The Master Cleanse? More like The Master Fraud.
I’ve never really been much of a health nut. Sure, I try to throw some fruits & veggies in my diet and I drink light beer, but other than that my nutrition quotient is pretty low. I still consider pizza and pasta the two most basic (and essential) food groups.
Despite the fact that I know as much about nutrition as say, someone on Celebrity Fit Club, I actually wasn’t surprised to see this article in the NY Times about those miracle “flushes” and “cleanses.” Basically, lots of doctors says they’re bullsh*t.
According to the article, many western docs think that detox diets are not only not good for you, they could also potentially be harmful. One doctor in the article was quoted as stating “What ends up being consumed during a ‘detox’ are essentially stimulants, laxatives and diuretics.” Ew.
Okay, let me back up a second for those of you who may be as nutritionally clueless as I am. Most “cleanses” are like extreme diets that you undergo for a couple days or weeks. Basically, you avoid certain foods and replace them with nutritional and herbal supplements. In turn, your body that was once full of evil toxins is supposed to rejoice (after you feel like absolute sh*t for a few days) as you remove what the article calls “sludge” from your “constipated” body.

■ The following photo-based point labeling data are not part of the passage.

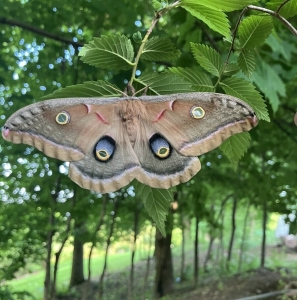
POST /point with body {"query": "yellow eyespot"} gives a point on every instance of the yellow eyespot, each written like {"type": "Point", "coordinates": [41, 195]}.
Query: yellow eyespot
{"type": "Point", "coordinates": [160, 146]}
{"type": "Point", "coordinates": [104, 149]}
{"type": "Point", "coordinates": [63, 118]}
{"type": "Point", "coordinates": [197, 112]}
{"type": "Point", "coordinates": [163, 152]}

Take, for example, the arguably most famous detox program, The Master Cleanse. What you do is replace all solid food with a little mixture of lemon juice, cayenne pepper, maple syrup and water for a minimum of 10 days (but some people do this for up to 45 days. What the f*ck?!). Other detox diets reduce meat and/or solid food intake. Even crazier still: some diets advocate the use of enemas, colonics and herbal laxatives to rid the intestinal track of toxins.
But what the article is getting it as is that even though some detox diets are good in theory and provide you with some vitamins and minerals, all you’re really doing is starving yourself. Or sticking something up your ass. Not fun.
And what’s even scarier is that, according to one doctor in the article, there is absolutely no solid evidence that detoxification programs actually work.
My take is this: I believe in everything in moderation. If you want to “cleanse” yourself of the “evil toxins” in the food we eat, go for it. But I think staying away from high fructose corn syrup, foods high in trans fat and sugar, and maybe cutting back a bit on the booze should do.
As for me, the only detox diet I plan to try this year is one that consists of pizza, beer and chicken wings. And maybe some celery sticks for good measure…and because they go so well with that ranch sauce I’ll be dipping my buffalo wings in. Yum.